Query all active contracts for a specific template:
SELECT *
FROM active_contracts
WHERE template_id = 'Licensing:License'
  AND payload->>'owner' = 'Alice::1234...';

Transaction History

View recent transactions for a party:
SELECT event_id, template_id, event_type, effective_at
FROM events
WHERE witness_parties @> ARRAY['Alice::1234...']
ORDER BY effective_at DESC
LIMIT 50;

Aggregations

Count active contracts by template:
SELECT template_id, COUNT(*) as contract_count
FROM active_contracts
GROUP BY template_id
ORDER BY contract_count DESC;

Party Filtering

Find all contracts visible to a specific party:
SELECT contract_id, template_id, payload
FROM active_contracts
WHERE stakeholders @> ARRAY['Alice::1234...'];

Performance Optimization

Indexes

Add indexes on columns you query frequently. PQS creates basic indexes on startup, but your application may benefit from additional ones:
-- Index on a payload field you filter by often
CREATE INDEX idx_license_owner
ON active_contracts ((payload->>'owner'))
WHERE template_id = 'Licensing:License';

Connection Pooling

Use a connection pool (like HikariCP for Java or pg-pool for Node.js) between your backend and the PQS database. PQS itself maintains a separate connection to PostgreSQL for writes.

Query Patterns

  • Avoid SELECT * on large tables; specify the columns you need
  • Use template_id filters to narrow the dataset before applying payload filters
  • For time-range queries, add indexes on effective_at or created_at columns

High Availability and Database Sharing

PQS High Availability

Each hosting validator runs its own PQS instance backed by its own PostgreSQL database. If one validator’s PQS becomes unavailable, your application can fail over to another hosting validator’s PQS. Design your backend to support PQS failover:
  • Configure multiple PQS connection strings, one per hosting validator
  • Implement connection health checks and automatic failover
  • Accept that different PQS instances may be at slightly different offsets during normal operation — they converge once the synchronizer delivers all pending updates

Sharing PQS Databases with Application Tables

This section was adapted from existing reviewed documentation. Source: replicated/pqs/3.5/component-howtos/pqs/references/sharing-database.rst Reviewers: Skip this section. Remove markers after final approval.
An application making use of the PQS datastore may also manage its own database migrations via Flyway — either embedded, command-line, or other supported means.

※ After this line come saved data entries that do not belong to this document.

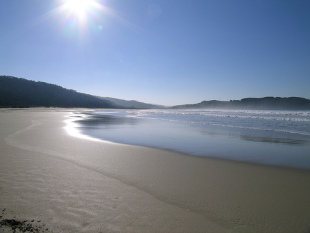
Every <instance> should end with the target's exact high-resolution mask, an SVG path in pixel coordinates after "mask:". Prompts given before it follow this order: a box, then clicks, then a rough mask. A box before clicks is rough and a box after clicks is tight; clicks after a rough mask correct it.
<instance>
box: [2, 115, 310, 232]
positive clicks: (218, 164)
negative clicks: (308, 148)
mask: <svg viewBox="0 0 310 233" xmlns="http://www.w3.org/2000/svg"><path fill="white" fill-rule="evenodd" d="M74 111H81V110H74V109H15V110H11V109H1V110H0V129H1V130H0V161H1V162H0V216H1V217H0V222H1V226H0V230H3V231H6V232H11V231H13V230H14V229H15V228H16V229H17V230H20V231H24V232H25V231H26V230H27V227H28V230H29V231H30V229H32V230H33V231H36V230H37V231H39V232H212V233H217V232H219V233H220V232H226V233H236V232H251V233H254V232H255V233H264V232H274V233H276V232H277V233H282V232H292V233H293V232H294V233H298V232H301V233H302V232H305V233H306V232H310V198H309V196H310V182H309V181H310V171H309V170H308V171H307V170H296V169H286V168H277V167H271V166H261V165H254V164H246V163H238V162H233V161H225V160H216V159H208V158H199V157H193V156H187V155H183V154H180V153H174V152H169V151H165V150H159V149H152V148H146V147H138V146H130V145H121V144H116V143H109V142H103V141H96V140H87V139H84V138H78V137H74V136H72V135H69V134H68V132H67V131H66V130H65V127H66V123H65V121H66V120H68V119H70V113H71V112H74ZM249 153H251V152H250V151H249Z"/></svg>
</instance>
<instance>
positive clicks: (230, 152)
mask: <svg viewBox="0 0 310 233" xmlns="http://www.w3.org/2000/svg"><path fill="white" fill-rule="evenodd" d="M78 116H79V117H77V118H73V119H75V120H74V127H75V129H76V130H78V132H79V133H80V134H82V135H87V136H90V137H92V138H97V139H101V140H104V141H110V142H116V143H122V144H130V145H139V146H146V147H153V148H160V149H165V150H170V151H176V152H180V153H184V154H187V155H190V156H204V157H212V158H218V159H228V160H234V161H241V162H249V163H256V164H264V165H273V166H282V167H292V168H300V169H310V111H250V110H202V109H199V110H168V109H159V110H103V111H95V112H88V113H83V114H78Z"/></svg>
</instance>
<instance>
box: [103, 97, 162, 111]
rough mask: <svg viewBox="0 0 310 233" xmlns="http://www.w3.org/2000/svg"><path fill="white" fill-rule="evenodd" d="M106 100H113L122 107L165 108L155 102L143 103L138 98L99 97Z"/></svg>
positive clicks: (145, 108) (114, 103) (136, 107)
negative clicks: (136, 100) (126, 99)
mask: <svg viewBox="0 0 310 233" xmlns="http://www.w3.org/2000/svg"><path fill="white" fill-rule="evenodd" d="M99 98H101V99H104V100H108V101H110V102H112V103H113V104H115V105H117V106H120V107H122V108H140V109H141V108H145V109H150V108H163V106H161V105H154V104H147V103H142V102H139V101H136V100H122V99H116V98H111V97H99Z"/></svg>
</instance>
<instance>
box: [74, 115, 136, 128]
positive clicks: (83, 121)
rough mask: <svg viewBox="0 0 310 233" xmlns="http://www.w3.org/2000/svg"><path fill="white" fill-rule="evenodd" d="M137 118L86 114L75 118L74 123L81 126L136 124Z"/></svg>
mask: <svg viewBox="0 0 310 233" xmlns="http://www.w3.org/2000/svg"><path fill="white" fill-rule="evenodd" d="M138 121H140V120H139V119H136V118H131V117H120V116H111V115H95V114H87V117H86V118H84V119H81V120H77V121H76V123H79V124H80V125H82V126H83V127H86V128H87V127H99V128H100V127H104V128H106V127H108V126H117V125H137V124H138Z"/></svg>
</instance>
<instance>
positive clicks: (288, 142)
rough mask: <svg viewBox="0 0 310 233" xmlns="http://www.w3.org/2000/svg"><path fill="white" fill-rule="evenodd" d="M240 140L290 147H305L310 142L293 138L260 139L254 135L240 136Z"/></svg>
mask: <svg viewBox="0 0 310 233" xmlns="http://www.w3.org/2000/svg"><path fill="white" fill-rule="evenodd" d="M240 139H242V140H246V141H252V142H267V143H280V144H288V145H305V144H308V143H309V142H308V141H305V140H298V139H291V138H271V137H258V136H252V135H240Z"/></svg>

An example of such a scenario is the creation of application-specific indexes. With default settings, the application’s Flyway produces an error because its view of available/valid migrations is different from PQS. However, it is trivial to instruct the application’s Flyway to use a different, non-default table name to store its versioning information, which allows both Flyways to coexist in the same database:
flyway -configFiles=conf/flyway.toml migrate \
  -table=myapp_version \
  -baselineOnMigrate=true \
  -baselineVersion=0
Now both PQS and the application can manage their own schema versions independently. The application should limit itself to adding indexes and other non-conflicting changes so the two Flyways can coexist without issues.

PQS in cn-quickstart

The cn-quickstart backend demonstrates PQS usage in the repository/ and pqs/ modules. The Pqs class generates SQL queries, and DamlRepository provides domain-specific methods that combine PQS reads with Ledger API writes. See Backend Development for detailed code examples.